Now lets take a look at FileDocIterator
import json
from gensim.models.doc2vec import TaggedDocument
from gensim.models import Phrases
class FileDocIterator(object):
def __init__(self, fileName):
self.fileName = fileName
self.phrase = Phrases.load("phrases")
def __iter__(self):
for line in open(self.fileName):
jsData = json.loads(line)
yield TaggedDocument(words=jsData["data"], tags=jsData["id"])
Now I do understand that phrases isn't being used in this implementation, but bear with me here, lets take a look at how the data looks like. Here is the first data point
{"data":["strategic","and","analytical","technical","program","director","and","innovator","who","inspires","calculated","risk-taking","in","emerging","technologies",",","such","as","cyber","security",",","risk",",","analytics",",","big","data",",","cloud",",","mobility","and","3d","printing",".","known","for","growing","company","profit","through","innovative","thinking","aimed","at","improving","employee","productivity","and","providing","solutions","to","private","industry","and","government","customers",".","recognized","for","invigorating","creative","thinking","and","collaboration","within","large","companies","to","leverage","their","economies","of","scale","to","capture","market","share",".","successful","in","managing","the","risk","and","uncertainty","throughout","the","innovation","lifecycle","by","leveraging","an","innovation","management","framework","to","overcome","barriers",".","track","record","of","producing","results","in","competitive",",","rapidly","changing","environments","where","innovation","and","customer","satisfaction","is","the","business",".","competencies","include",":","innovation","management","cyber",",","risk",",","analytics",",","cloud","computing","and","mobility","technology","development","security","compliance",":","dod/ic","(","nispom",",","icd","503",",","fedramp",")","commercial","(","iso/iec","27002",",","pci","dss",")","relationship","management",":","dod",",","public","sector","and","intelligence","community","change","management","it","security","&","risk","management","(","cissp",")","program",",","product","&","portfolio","management","(","pmp",")","data","analytics","management","(","cchd",")","itil","service",
"management","(","itilv3-expert",")"],
"id":"55c37f730d03382935e12767"}
My understanding is that the id, 55c37f730d03382935e12767
should be the id of the document, so doing the following ought to give me back a docVector.

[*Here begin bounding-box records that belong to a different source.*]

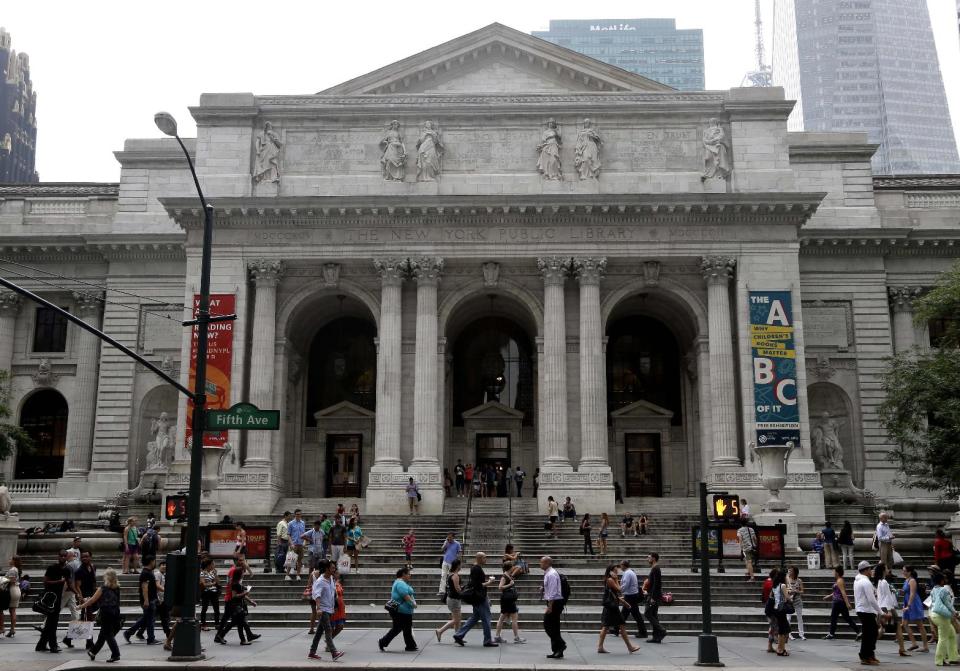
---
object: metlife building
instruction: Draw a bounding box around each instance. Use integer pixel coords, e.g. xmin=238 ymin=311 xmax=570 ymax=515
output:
xmin=533 ymin=19 xmax=704 ymax=91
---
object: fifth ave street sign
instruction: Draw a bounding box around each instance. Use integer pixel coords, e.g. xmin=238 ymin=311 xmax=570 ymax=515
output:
xmin=207 ymin=403 xmax=280 ymax=431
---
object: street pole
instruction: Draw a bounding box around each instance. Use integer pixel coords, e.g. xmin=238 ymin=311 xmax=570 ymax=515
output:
xmin=695 ymin=482 xmax=724 ymax=666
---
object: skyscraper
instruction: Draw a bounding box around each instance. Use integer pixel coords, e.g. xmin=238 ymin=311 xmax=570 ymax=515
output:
xmin=0 ymin=28 xmax=37 ymax=182
xmin=773 ymin=0 xmax=960 ymax=174
xmin=532 ymin=19 xmax=704 ymax=91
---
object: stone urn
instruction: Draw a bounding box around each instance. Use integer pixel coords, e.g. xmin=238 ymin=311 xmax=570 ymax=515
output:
xmin=750 ymin=441 xmax=794 ymax=512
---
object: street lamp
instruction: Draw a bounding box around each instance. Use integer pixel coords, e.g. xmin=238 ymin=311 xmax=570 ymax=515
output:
xmin=153 ymin=112 xmax=219 ymax=661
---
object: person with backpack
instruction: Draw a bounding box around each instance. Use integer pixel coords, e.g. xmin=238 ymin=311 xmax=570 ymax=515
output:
xmin=540 ymin=557 xmax=570 ymax=659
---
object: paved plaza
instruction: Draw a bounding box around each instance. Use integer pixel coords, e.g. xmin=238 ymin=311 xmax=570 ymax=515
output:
xmin=0 ymin=629 xmax=933 ymax=671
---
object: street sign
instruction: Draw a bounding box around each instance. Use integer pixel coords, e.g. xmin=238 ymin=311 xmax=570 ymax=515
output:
xmin=206 ymin=403 xmax=280 ymax=431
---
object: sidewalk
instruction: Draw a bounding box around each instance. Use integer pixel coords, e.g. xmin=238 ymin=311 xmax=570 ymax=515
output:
xmin=0 ymin=624 xmax=933 ymax=671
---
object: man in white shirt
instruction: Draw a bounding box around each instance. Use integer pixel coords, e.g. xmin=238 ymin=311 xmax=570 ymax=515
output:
xmin=540 ymin=557 xmax=567 ymax=659
xmin=853 ymin=561 xmax=880 ymax=666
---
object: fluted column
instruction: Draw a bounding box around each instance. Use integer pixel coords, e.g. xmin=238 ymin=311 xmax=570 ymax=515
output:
xmin=63 ymin=293 xmax=103 ymax=479
xmin=888 ymin=287 xmax=922 ymax=354
xmin=700 ymin=256 xmax=740 ymax=466
xmin=537 ymin=256 xmax=570 ymax=468
xmin=245 ymin=259 xmax=283 ymax=468
xmin=373 ymin=258 xmax=404 ymax=467
xmin=573 ymin=257 xmax=609 ymax=470
xmin=410 ymin=257 xmax=443 ymax=466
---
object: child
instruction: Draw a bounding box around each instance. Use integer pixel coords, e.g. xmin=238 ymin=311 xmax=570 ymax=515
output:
xmin=400 ymin=529 xmax=417 ymax=564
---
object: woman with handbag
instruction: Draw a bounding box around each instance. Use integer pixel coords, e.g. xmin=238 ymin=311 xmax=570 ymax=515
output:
xmin=493 ymin=561 xmax=527 ymax=643
xmin=600 ymin=564 xmax=640 ymax=654
xmin=377 ymin=566 xmax=419 ymax=652
xmin=79 ymin=568 xmax=123 ymax=662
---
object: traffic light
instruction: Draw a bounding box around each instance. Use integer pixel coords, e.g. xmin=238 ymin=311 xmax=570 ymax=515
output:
xmin=713 ymin=494 xmax=740 ymax=521
xmin=163 ymin=494 xmax=187 ymax=520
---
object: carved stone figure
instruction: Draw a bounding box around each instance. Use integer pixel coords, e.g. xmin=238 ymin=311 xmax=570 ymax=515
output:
xmin=573 ymin=119 xmax=603 ymax=179
xmin=700 ymin=119 xmax=730 ymax=181
xmin=253 ymin=121 xmax=283 ymax=183
xmin=417 ymin=121 xmax=443 ymax=182
xmin=380 ymin=119 xmax=407 ymax=182
xmin=537 ymin=119 xmax=563 ymax=180
xmin=812 ymin=412 xmax=845 ymax=471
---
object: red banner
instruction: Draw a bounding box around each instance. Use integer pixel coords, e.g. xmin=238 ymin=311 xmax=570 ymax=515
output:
xmin=185 ymin=294 xmax=237 ymax=452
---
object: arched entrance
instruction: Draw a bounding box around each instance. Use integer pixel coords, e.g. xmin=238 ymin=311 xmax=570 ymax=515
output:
xmin=14 ymin=389 xmax=69 ymax=480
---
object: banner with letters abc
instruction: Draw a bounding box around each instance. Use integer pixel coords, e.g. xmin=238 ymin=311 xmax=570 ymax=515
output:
xmin=750 ymin=291 xmax=800 ymax=447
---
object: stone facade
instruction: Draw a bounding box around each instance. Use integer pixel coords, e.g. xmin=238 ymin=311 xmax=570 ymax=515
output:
xmin=0 ymin=24 xmax=960 ymax=521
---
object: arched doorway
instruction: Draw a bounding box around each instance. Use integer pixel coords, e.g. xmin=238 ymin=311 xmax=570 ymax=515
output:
xmin=14 ymin=389 xmax=68 ymax=480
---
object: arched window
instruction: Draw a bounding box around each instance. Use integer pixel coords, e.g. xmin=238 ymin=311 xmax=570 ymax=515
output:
xmin=14 ymin=389 xmax=67 ymax=480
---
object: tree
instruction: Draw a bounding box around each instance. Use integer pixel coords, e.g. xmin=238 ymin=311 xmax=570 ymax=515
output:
xmin=0 ymin=370 xmax=33 ymax=461
xmin=880 ymin=262 xmax=960 ymax=496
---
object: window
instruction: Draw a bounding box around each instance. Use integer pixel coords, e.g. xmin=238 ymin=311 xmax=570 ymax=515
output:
xmin=33 ymin=308 xmax=67 ymax=352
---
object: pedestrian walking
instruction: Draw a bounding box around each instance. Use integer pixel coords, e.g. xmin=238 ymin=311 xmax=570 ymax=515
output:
xmin=377 ymin=566 xmax=419 ymax=652
xmin=437 ymin=531 xmax=463 ymax=596
xmin=493 ymin=560 xmax=527 ymax=643
xmin=643 ymin=552 xmax=667 ymax=643
xmin=453 ymin=552 xmax=497 ymax=648
xmin=307 ymin=562 xmax=343 ymax=661
xmin=433 ymin=560 xmax=462 ymax=643
xmin=837 ymin=520 xmax=854 ymax=571
xmin=80 ymin=568 xmax=123 ymax=662
xmin=901 ymin=566 xmax=930 ymax=652
xmin=540 ymin=557 xmax=567 ymax=659
xmin=823 ymin=566 xmax=860 ymax=640
xmin=853 ymin=561 xmax=881 ymax=665
xmin=620 ymin=559 xmax=647 ymax=641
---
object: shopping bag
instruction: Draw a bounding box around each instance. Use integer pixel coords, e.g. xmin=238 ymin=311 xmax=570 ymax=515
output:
xmin=65 ymin=620 xmax=93 ymax=641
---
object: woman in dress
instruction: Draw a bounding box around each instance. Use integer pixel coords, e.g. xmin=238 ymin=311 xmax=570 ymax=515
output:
xmin=493 ymin=561 xmax=527 ymax=643
xmin=433 ymin=559 xmax=461 ymax=643
xmin=78 ymin=568 xmax=123 ymax=662
xmin=902 ymin=566 xmax=930 ymax=652
xmin=597 ymin=564 xmax=640 ymax=654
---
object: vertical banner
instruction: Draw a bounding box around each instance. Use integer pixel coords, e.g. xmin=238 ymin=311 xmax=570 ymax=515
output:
xmin=750 ymin=291 xmax=800 ymax=447
xmin=185 ymin=294 xmax=237 ymax=452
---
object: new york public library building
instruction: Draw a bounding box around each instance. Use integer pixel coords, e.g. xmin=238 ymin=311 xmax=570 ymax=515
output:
xmin=0 ymin=24 xmax=960 ymax=522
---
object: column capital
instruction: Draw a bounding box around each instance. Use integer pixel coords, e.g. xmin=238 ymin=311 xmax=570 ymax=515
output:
xmin=373 ymin=256 xmax=410 ymax=286
xmin=247 ymin=259 xmax=283 ymax=287
xmin=410 ymin=256 xmax=443 ymax=286
xmin=537 ymin=256 xmax=570 ymax=286
xmin=0 ymin=291 xmax=23 ymax=317
xmin=573 ymin=256 xmax=607 ymax=286
xmin=700 ymin=256 xmax=737 ymax=284
xmin=887 ymin=286 xmax=923 ymax=312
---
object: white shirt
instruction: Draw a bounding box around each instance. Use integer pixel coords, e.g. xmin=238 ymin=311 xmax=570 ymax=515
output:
xmin=853 ymin=573 xmax=881 ymax=615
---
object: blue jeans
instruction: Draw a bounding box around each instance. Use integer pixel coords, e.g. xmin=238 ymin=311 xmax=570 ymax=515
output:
xmin=455 ymin=599 xmax=493 ymax=643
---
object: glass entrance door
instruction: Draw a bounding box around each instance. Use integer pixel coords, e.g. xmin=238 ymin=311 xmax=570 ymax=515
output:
xmin=327 ymin=433 xmax=363 ymax=497
xmin=624 ymin=433 xmax=663 ymax=496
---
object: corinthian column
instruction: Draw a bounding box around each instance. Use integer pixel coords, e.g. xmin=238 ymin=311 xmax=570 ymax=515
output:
xmin=63 ymin=293 xmax=103 ymax=480
xmin=700 ymin=256 xmax=740 ymax=467
xmin=573 ymin=257 xmax=610 ymax=470
xmin=410 ymin=257 xmax=443 ymax=464
xmin=537 ymin=256 xmax=570 ymax=470
xmin=888 ymin=287 xmax=922 ymax=354
xmin=245 ymin=259 xmax=283 ymax=468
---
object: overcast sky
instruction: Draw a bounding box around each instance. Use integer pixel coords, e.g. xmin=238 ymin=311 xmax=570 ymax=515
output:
xmin=0 ymin=0 xmax=960 ymax=181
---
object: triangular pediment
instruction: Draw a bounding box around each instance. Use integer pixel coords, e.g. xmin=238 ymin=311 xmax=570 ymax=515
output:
xmin=320 ymin=23 xmax=674 ymax=95
xmin=610 ymin=400 xmax=673 ymax=419
xmin=313 ymin=401 xmax=377 ymax=419
xmin=462 ymin=401 xmax=523 ymax=419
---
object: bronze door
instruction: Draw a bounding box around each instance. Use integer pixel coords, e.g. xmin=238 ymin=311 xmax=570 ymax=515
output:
xmin=624 ymin=433 xmax=663 ymax=496
xmin=327 ymin=433 xmax=363 ymax=497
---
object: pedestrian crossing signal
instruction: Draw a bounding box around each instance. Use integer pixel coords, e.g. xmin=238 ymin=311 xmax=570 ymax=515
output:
xmin=713 ymin=494 xmax=740 ymax=520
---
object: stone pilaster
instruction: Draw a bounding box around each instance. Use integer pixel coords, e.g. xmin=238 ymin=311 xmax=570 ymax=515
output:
xmin=63 ymin=293 xmax=103 ymax=480
xmin=573 ymin=257 xmax=610 ymax=471
xmin=244 ymin=259 xmax=283 ymax=475
xmin=887 ymin=287 xmax=923 ymax=354
xmin=700 ymin=256 xmax=740 ymax=468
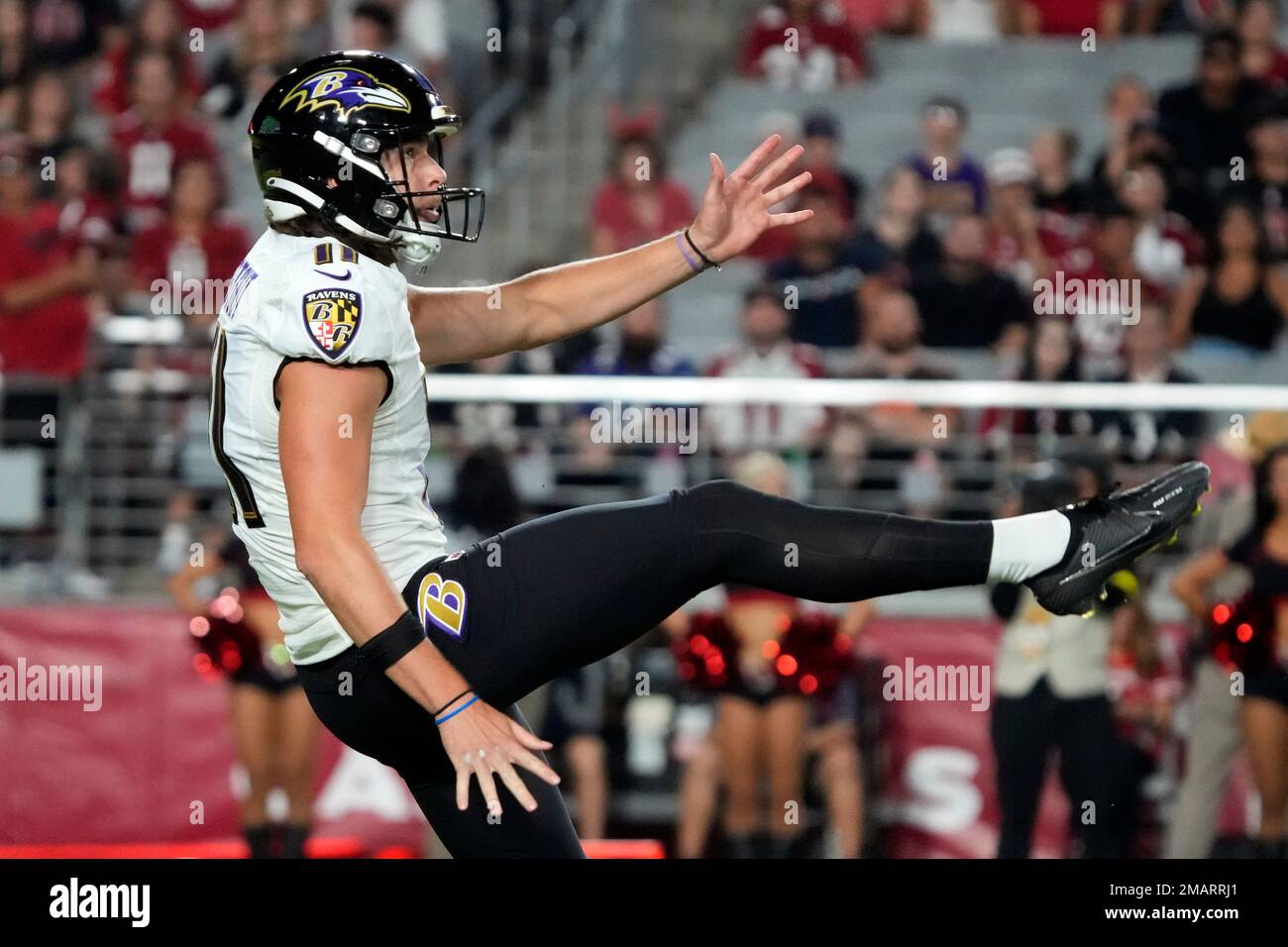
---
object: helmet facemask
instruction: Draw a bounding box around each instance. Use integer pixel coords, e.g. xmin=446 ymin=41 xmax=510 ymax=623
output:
xmin=375 ymin=126 xmax=484 ymax=244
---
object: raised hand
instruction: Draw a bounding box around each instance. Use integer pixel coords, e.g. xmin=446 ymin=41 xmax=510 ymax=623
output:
xmin=690 ymin=136 xmax=814 ymax=263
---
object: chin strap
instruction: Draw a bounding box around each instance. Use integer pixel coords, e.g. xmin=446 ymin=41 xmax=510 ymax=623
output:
xmin=265 ymin=177 xmax=443 ymax=275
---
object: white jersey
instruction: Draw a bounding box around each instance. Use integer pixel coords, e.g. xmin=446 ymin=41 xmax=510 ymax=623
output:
xmin=210 ymin=230 xmax=446 ymax=665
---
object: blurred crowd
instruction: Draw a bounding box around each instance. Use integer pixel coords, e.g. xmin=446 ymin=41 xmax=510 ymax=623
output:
xmin=0 ymin=0 xmax=1288 ymax=856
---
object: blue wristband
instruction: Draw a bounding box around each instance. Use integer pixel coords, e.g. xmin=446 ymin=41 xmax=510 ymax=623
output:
xmin=675 ymin=233 xmax=704 ymax=273
xmin=434 ymin=694 xmax=480 ymax=727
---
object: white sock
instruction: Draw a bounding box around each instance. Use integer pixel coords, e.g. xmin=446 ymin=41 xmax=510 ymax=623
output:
xmin=988 ymin=510 xmax=1073 ymax=582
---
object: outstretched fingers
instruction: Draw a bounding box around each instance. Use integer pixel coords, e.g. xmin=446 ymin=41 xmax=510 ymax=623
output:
xmin=763 ymin=171 xmax=814 ymax=207
xmin=755 ymin=145 xmax=805 ymax=184
xmin=729 ymin=134 xmax=783 ymax=180
xmin=769 ymin=210 xmax=814 ymax=227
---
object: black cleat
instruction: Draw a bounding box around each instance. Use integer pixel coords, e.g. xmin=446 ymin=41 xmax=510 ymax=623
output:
xmin=1024 ymin=462 xmax=1211 ymax=617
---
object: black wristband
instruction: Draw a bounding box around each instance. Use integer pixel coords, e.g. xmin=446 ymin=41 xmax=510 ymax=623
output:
xmin=434 ymin=686 xmax=474 ymax=716
xmin=684 ymin=227 xmax=720 ymax=269
xmin=358 ymin=611 xmax=425 ymax=672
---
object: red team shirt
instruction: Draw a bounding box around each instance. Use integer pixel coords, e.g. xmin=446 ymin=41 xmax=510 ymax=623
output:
xmin=0 ymin=202 xmax=89 ymax=380
xmin=112 ymin=111 xmax=219 ymax=231
xmin=133 ymin=220 xmax=250 ymax=286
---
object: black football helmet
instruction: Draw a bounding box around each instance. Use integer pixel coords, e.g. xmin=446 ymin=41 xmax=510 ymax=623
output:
xmin=248 ymin=51 xmax=483 ymax=246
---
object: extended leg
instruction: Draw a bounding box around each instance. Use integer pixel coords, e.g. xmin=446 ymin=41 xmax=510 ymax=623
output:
xmin=419 ymin=480 xmax=993 ymax=704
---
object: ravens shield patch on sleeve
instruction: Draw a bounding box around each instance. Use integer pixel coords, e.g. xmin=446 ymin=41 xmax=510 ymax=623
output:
xmin=304 ymin=290 xmax=362 ymax=359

model.docvecs["55c37f730d03382935e12767"]
Instead, this is what is outputed.
>>> model.docvecs["55c37f730d03382935e12767"]
Traceback (most recent call last):
File "<stdin>", line 1, in <module>
File "/usr/local/lib/python2.7/dist-packages/gensim/models/doc2vec.py", line 341, in __getitem__
return self.doctag_syn0[self._int_index(index)]
File "/usr/local/lib/python2.7/dist-packages/gensim/models/doc2vec.py", line 315, in _int_index
return self.max_rawint + 1 + self.doctags[index].offset
KeyError: '55c37f730d03382935e12767'
Trying to get most similar gives the following back
>>> model.docvecs.most_similar("55c37f730d03382935e12767")
Traceback (most recent call last):
File "<stdin>", line 1, in <module>
File "/usr/local/lib/python2.7/dist-packages/gensim/models/doc2vec.py", line 450, in most_similar
raise KeyError("doc '%s' not in trained set" % doc)
KeyError: "doc '55c37f730d03382935e12767' not in trained set"
What I'm trying to understand is how are doc vectors saved and what id's are used. What part of my approach isn't working above?
Now here's something interesting, if I do the following I get back similar doc vectors but they have no meaning to me.
>>> model.docvecs.most_similar(str(1))
[(u'8', 0.9000369906425476), (u'3', 0.8878246545791626), (u'7', 0.886141836643219), (u'2', 0.8834314942359924), (u'e', 0.8812381029129028), (u'a', 0.8648831248283386), (u'd', 0.8587037920951843), (u'0', 0.8413013219833374), (u'4', 0.8385311365127563), (u'c', 0.8290119767189026)]
TaggedDocument.tags
should be a list of tags, not a string. By providing a string, the library sees it as a list-of-characters, so the single-characters are interpreted as the document-tags. Change your line:
yield TaggedDocument(words=jsData["data"], tags=jsData["id"])
...to...
yield TaggedDocument(words=jsData["data"], tags=[jsData["id"]])
...and you will likely see the expected results.